This is at least obvious DoS, I’m sure it’s easy to slip in an innocuous line that, dunno, ships your ssh keys to some rando server.




look at diffs?


I actually do this, on occasion. (Not 100%, and not to a degree I'd say "yeah, I'd've caught this colors/fakers thing." But enough to say that I've seen a decent sample.)

There is literally, on average, no difference in average quality between commits on FOSS projects, and commits on projects we pay external entities for. Some paid projects are just crap code, and some FOSS code is extremely high quality.

I've had to roll-back / hard-pin dependencies from both low-quality FOSS & low-quality paid projects because of commits that — once you find & read them — are just bananas.

(I have no idea how to solve the root problem here, honestly.)


> I have no idea how to solve the root problem here

I'm not even sure what the problem is. If it's "updating dependencies introduces severe side effects" wich, I think, should be accounted for in the process


Can you really say, with a straight face, that you inspect the diffs of your entire dependency closure every time you deploy an update? With the level of scrutiny required to detect a maliciously-obfuscated security exploit?

If you can, you're an infinitely more diligent developer than I am, that's for sure.


Fortunately the problem could become more tractable if something like SES / Endo takes off:

"Endo protects program integrity both in-process and in distributed systems. SES protects local integrity, defending an application against supply chain attacks: hacks that enter through upgrades to third-party dependencies. Endo does this by encouraging the Principle of Least Authority. ... Endo uses LavaMoat to automatically generate reviewable policies that determine what capabilities will be distributed to third party dependencies."

https://github.com/endojs/endo


Nice link, thanks! Good to see Mark Miller is still working in this space.


I look at gits diffs to see what's changed between versions, but that's for fun and not diligence.

> With the level of scrutiny required to detect a maliciously-obfuscated security exploit

Nope.
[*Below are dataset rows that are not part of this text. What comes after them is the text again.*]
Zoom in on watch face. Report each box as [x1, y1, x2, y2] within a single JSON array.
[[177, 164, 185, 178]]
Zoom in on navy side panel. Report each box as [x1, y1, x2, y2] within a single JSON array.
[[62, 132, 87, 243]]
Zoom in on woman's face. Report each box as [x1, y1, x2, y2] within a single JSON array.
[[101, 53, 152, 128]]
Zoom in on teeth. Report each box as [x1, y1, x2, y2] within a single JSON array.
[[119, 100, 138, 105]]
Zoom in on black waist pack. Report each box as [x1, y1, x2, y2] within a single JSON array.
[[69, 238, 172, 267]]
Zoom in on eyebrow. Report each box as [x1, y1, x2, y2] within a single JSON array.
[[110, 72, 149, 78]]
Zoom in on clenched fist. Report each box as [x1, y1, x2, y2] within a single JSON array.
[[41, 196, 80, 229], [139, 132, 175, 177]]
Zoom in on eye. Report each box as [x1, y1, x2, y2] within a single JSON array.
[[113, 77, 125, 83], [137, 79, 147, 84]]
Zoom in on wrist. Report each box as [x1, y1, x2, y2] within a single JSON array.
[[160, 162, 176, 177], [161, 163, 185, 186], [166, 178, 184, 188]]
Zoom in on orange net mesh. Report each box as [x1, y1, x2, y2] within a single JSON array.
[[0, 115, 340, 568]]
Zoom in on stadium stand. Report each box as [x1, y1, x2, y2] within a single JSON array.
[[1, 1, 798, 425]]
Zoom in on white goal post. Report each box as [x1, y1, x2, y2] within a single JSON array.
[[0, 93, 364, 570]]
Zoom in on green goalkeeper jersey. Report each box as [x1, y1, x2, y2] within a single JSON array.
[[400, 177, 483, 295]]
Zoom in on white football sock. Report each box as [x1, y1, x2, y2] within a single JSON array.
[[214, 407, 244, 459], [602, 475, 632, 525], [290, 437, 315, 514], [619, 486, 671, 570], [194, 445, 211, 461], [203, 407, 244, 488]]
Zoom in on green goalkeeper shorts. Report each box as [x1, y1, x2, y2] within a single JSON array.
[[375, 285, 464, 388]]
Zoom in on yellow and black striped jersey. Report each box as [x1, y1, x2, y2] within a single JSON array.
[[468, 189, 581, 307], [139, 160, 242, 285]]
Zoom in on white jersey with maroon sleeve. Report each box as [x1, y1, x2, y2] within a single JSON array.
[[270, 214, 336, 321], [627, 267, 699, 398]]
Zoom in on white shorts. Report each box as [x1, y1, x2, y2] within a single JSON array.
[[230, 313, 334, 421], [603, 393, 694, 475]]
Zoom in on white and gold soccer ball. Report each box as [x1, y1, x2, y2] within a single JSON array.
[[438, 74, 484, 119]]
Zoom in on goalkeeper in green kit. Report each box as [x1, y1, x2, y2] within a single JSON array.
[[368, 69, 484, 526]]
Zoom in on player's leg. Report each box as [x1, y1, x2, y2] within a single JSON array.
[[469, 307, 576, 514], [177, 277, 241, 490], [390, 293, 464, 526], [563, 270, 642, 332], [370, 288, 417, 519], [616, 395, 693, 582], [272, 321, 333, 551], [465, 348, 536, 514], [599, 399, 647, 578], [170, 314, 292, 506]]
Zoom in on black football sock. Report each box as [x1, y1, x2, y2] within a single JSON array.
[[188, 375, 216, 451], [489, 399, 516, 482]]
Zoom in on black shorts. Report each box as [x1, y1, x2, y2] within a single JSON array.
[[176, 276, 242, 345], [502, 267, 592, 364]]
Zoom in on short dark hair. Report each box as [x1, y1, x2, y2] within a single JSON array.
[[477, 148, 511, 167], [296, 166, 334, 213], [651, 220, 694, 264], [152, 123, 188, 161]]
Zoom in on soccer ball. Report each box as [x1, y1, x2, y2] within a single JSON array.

Not paid to do that and I have not been given any such responsibility.

That said, I think the attack vector on this is very low.

Packages are rarely updated to the latest version.

We don't use a lot of packages.

We mostly use packages from trusted sources.

We use packages that are open source.


And frankly, not just diffs. You’d need to inspect the initial state, and any new dependency added. That’s potentially hundreds of thousands of LoC.